Love talking shop with folks.Thanks for sharing that video! VERY interesting! Being an R&D engineer (med devices) I too have had to do a ton of testing, one of which was an accelerated 30 year product life test. I had to design and build a test fixture to cycle a device for the stomach compression over 3 million cycles in about 9 days. Side note, it passed!
One thing I noticed is that you had a hard stop of the compression cycle. Is that how it would be on a vehicle? Is it possible to make sure the suspension will not over compress? I'm assuming if the bump stop cycles too many times in over compressing, it'll start to get too hot and break apart.
I know TPU is an amazingly strong and durable material, in almost any durometer, but truly impressed with what you and your team has been able to do!
What FDM printers are you using? Did you have to design and build your own hoppers and feed system for the printers or was it an off the shelf system? I have not heard of any off the shelf pellet/hopper FDM printers, but then I'm only using the hobbyist grade, sub-$1,000 printers. I think the next big evolution in FDM printing will be going to pellet/hopper setups for many reasons:
- Material is cheaper (but the manufacturers will have to start selling in 1 or 2 pound bags instead of 50 lbs at a time)
- Ability to mix and match materials together, maybe a little PETG with PLA, or TPU with PETG or ABS? or...?
- Mix your own colors.
- No more clogged extruders with filament getting into the gears.
- Not having to deal with where to place filament rolls to feed into the bowden tubes.
- Not having to feed filament through long bowden tubes.
The notion of an "ultimate stop" is a misnomer and gets tossed around a lot in the community. In reality, the spring rate just continues getting exponentially higher, so you eventually draw a line in the sand, and call the product "stopped" at a point, as the Force/Displacement curve is near-vertical. For Toyota IFS vehicles, I've found that to be between 1500 and 2000lbs. If you're exceeding that amount of load on the bump stop, you're really thrashing on the truck. For that cycle test, I set it to the max that the 3 horsepower motor could compress the part to.
You nailed the heat point. In real world use, they see intermittent, high rate impacts, allowing them to cool down. Not constant repetitive high speed impacts. Because my product actually dissipates energy, much like a shock, they heat up. Hence the cycle rate for the longevity test was low to allow the part to reach a reasonable steady state temperature.
I build/retrofit my own machines. It's a ton of work... they're based on the voron motion system, as it's the best open source platform that I could find with a good motion system, and buy pre-assembled motion systems. I used to use pellet extruders from a fellow hobbyist, but I do so much machining to their product to make it meet my requirements, that I eventually just designed my own extruders and build them in house.

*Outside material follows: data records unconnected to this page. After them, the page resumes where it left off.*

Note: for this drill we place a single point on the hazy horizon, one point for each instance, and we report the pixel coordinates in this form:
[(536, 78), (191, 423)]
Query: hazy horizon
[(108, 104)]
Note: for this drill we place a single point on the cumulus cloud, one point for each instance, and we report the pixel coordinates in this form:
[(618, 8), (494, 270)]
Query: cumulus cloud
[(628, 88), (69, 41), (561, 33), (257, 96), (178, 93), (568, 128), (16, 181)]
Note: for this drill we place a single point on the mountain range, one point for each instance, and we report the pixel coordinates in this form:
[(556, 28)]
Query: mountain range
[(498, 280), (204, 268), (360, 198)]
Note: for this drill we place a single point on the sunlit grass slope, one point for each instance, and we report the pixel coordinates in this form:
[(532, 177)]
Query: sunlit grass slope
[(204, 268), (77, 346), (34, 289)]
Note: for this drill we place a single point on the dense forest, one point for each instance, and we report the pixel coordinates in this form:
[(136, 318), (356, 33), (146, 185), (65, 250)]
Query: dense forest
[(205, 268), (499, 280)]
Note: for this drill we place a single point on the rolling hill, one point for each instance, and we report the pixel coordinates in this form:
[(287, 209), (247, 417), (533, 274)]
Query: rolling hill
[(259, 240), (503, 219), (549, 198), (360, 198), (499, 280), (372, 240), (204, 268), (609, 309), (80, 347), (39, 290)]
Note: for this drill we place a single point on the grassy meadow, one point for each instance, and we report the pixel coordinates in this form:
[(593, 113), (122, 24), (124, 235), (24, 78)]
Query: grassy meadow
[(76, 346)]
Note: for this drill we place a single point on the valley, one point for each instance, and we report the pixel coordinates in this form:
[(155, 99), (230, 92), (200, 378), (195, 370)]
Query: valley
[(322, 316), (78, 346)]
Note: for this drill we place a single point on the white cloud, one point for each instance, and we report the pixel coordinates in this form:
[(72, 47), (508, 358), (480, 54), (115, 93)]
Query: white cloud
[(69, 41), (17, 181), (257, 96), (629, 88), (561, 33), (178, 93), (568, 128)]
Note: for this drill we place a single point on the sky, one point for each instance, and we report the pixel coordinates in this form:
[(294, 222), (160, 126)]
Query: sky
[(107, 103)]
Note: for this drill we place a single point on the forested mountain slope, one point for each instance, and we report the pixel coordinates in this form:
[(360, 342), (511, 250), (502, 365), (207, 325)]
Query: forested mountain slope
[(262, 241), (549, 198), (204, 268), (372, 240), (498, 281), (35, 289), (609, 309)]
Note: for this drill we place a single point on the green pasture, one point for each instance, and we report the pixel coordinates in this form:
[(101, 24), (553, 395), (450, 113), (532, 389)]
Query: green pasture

My product, is my process - I just happen to build bump stops. But there's a few more things In the works
Advantages are all correct - although mixing materials doesn't really happen. The biggest reason I think there's so few folks doing this is because the MOQ (min order quantity) for my material is 3000lbs. Hard to get a 3D printing company big enough to consume that much material and make it worthwhile.
I throw away a lot fewer empty spools nowadays.